De nombreux réfugiés maliens disent vivre dans des conditions difficiles dans leurs pays d’accueil, notamment au Burkina Faso et en Mauritanie. Il en est de même pour les déplacés internes des régions de Mopti et Ségou qui dénoncent aussi leur situation.

« Nous sommes vraiment dans l’impasse. Nous vivons dans la précarité et la crise au Burkina multiplie nos souffrances ». C’est en ces termes que des réfugiés maliens vivant au Burkina Faso décrient leurs conditions de vie. Ces personnes affirment qu’elles manquent presque de tout. « Nous sommes entre le marteau et l’enclume » avec l’insécurité dans notre pays d’origine et le pays qui nous accueille. « Nous avons demandé aux autorités du Burkina de faciliter notre retour au bercail. Ils ont répondu que cela incombe aux autorités maliennes », témoigne un réfugié ayant requis l’anonymat.

Les réfugiés maliens en Mauritanie veulent rentrer

En Mauritanie, beaucoup de réfugiés maliens vivant dans ce pays frontalier aspirent retourner dans leurs localités d’origines. C’est en tout cas, ce qu’estime Abdoul Aziz Ag Mohamed, un des leaders des réfugiés maliens vivant en Mauritanie. Toutefois il indique que « l’insécurité au nord et au centre du Mali n’encourage vraiment pas le retour ».
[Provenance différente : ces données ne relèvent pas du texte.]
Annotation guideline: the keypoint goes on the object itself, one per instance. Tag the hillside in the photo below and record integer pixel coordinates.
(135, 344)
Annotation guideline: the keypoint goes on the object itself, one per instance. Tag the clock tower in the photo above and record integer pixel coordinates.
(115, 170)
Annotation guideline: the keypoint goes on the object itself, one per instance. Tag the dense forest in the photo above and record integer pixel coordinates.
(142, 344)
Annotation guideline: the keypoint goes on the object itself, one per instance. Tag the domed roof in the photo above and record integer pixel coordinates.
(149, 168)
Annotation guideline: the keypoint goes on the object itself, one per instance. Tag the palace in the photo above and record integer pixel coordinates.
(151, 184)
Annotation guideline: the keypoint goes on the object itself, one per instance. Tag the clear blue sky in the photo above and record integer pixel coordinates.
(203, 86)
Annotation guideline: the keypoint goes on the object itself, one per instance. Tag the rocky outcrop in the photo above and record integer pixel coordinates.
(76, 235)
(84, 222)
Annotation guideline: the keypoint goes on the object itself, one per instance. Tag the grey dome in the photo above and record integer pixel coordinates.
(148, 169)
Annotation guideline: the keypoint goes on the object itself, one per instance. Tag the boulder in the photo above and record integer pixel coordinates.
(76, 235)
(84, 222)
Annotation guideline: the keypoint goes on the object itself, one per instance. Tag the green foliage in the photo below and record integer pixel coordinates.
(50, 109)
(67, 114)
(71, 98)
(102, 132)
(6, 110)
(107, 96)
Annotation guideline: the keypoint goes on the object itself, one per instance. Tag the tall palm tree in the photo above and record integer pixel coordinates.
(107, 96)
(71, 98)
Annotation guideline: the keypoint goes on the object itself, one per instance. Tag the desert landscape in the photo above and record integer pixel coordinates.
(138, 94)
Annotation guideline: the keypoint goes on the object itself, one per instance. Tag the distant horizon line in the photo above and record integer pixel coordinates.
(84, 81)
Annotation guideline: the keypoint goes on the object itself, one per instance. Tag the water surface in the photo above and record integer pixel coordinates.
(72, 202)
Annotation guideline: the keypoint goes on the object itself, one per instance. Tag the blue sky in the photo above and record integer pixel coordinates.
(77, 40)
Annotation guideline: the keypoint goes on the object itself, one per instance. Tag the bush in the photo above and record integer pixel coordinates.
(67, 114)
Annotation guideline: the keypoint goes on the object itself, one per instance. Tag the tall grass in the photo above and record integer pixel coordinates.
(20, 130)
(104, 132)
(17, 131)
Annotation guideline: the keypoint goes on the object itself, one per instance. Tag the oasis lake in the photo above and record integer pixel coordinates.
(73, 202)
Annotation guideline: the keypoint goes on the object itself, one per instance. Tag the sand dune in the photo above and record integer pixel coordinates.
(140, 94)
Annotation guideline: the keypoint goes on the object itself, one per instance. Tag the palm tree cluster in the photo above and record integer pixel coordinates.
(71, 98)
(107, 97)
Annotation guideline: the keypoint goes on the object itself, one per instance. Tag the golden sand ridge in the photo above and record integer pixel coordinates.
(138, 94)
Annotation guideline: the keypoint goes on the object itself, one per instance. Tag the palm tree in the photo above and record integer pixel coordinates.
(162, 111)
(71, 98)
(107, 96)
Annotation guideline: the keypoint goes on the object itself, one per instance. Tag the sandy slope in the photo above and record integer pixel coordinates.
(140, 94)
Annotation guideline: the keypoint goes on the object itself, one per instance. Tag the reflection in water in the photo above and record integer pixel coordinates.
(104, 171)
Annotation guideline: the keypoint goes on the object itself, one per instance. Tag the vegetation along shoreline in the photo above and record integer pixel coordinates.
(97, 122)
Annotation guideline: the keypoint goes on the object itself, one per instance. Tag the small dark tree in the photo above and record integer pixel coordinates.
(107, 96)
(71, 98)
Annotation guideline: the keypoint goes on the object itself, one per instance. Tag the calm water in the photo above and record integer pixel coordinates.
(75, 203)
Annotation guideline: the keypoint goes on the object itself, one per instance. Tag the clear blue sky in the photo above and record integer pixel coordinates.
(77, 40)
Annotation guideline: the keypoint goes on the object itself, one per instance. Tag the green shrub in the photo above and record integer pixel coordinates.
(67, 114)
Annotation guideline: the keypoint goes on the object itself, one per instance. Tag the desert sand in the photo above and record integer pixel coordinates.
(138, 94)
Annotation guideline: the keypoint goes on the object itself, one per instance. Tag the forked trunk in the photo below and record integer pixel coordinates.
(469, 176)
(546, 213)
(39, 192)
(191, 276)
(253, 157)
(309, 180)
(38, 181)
Au Mali, c’est la précarité pour des déplacés internes

Plus de 54 mille déplacés venus des cercles de Niono, Macina et d’autres localités du Mali vivent aujourd’hui à Ségou. Certains d’entre eux témoignent qu’ils manquent de vivres, de toit et de soins de santé. Il en est de même pour les déplacés de Koro, dans la région de Mopti. Ils témoignent aux micros des correspondants de Studio Tamani dans ces localités.